Is it possible to do using Vlookup or there is another way to do it? Any suggestion is appreciated.
Create a helper column, perhaps on the extreme right of a copy of your worksheet. Enter this formula in row 2 of that column. Modify the formula to replace column C with the ID of the helper column (the one in which you write the formula) and replace B with the column in which to find the word. Cope the formula all the way down.
=ISERROR(FIND(C$1,$B2))
Now enter the word you want to keep in cell(1) of the helper column (C$1 in my example). The column will fill with TRUE and FALSE.

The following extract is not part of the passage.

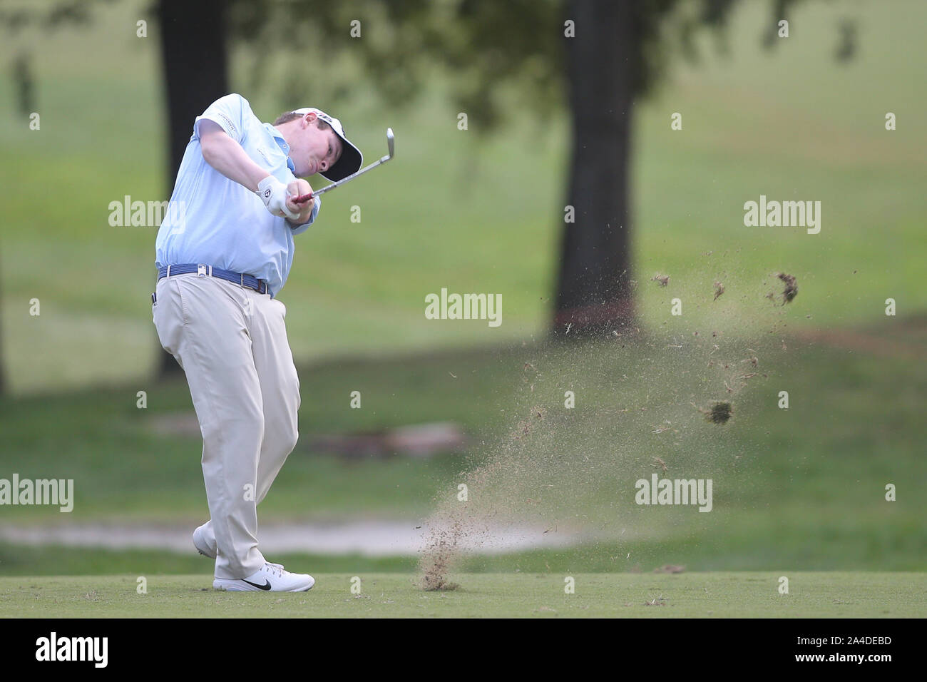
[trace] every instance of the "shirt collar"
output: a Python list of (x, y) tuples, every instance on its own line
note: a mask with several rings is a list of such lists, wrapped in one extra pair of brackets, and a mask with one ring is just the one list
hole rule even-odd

TRUE means that the word wasn't found and the row should be deleted
FALSE means that the word exists and should be kept
Now sort the sheet on that column and delete the block with TRUE in it. 15 seconds flat, after you have done it for a few times. That's faster than any VBA or r or Python solution could be made to run.
The biggest issue I had was in communicating conveying what I did, how and why. No need to, so deleted.

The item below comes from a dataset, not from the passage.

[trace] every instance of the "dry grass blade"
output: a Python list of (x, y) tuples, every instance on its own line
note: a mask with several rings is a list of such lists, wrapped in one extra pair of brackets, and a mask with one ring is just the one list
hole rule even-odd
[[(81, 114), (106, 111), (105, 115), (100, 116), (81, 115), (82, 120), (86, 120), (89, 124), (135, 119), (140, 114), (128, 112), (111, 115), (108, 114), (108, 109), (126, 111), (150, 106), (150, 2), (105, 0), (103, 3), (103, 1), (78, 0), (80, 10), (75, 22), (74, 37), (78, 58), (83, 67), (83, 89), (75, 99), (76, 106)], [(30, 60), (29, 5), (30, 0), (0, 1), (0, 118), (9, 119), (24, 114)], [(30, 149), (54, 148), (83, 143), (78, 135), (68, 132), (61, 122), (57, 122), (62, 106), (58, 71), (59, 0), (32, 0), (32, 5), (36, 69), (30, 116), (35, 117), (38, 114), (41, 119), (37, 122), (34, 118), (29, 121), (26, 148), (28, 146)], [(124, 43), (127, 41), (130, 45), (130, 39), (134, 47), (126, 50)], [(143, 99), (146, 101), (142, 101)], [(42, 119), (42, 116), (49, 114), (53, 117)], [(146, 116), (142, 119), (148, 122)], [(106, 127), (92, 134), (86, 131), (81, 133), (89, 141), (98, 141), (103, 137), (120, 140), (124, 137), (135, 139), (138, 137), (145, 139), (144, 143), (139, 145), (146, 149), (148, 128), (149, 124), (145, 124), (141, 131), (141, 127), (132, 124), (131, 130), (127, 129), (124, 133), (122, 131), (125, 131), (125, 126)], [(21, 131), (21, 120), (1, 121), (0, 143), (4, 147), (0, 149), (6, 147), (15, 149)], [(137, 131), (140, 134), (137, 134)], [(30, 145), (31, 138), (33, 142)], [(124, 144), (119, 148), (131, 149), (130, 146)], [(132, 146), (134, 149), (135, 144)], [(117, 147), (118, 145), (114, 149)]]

So, Select any part, section or range of your table and run the code.
You can remove the section of the code below 'clear any existng fiters' if you dont need to delete the found data and want to keep in your sheet, still tagged for additional purposes (like you could copy those bits to another file if you want, etc).

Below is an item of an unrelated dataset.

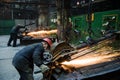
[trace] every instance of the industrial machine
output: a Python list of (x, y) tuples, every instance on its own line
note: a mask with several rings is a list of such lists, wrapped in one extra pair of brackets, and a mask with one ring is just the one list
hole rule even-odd
[(119, 51), (108, 51), (106, 47), (101, 51), (105, 45), (120, 38), (119, 34), (119, 31), (109, 33), (92, 44), (83, 43), (77, 47), (66, 42), (53, 44), (53, 59), (48, 64), (50, 70), (44, 73), (44, 80), (83, 80), (119, 71)]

The code below should do what you asked in your question, and leave you with just the parts of the table that DONT contain, in your selection, any of your terms. i.e. it will delete and move up rows in your table according to your criteria.
& yes Python & R can simply do this for you too too, with dataframes in python, with less code. But this VBA code worked for my many examples. Don't know how it will fare with 50000 rows and X columns, but it should be alright {Post edit: It works fine}.
Sub SearchTableorSelectionDeletetermsFound5()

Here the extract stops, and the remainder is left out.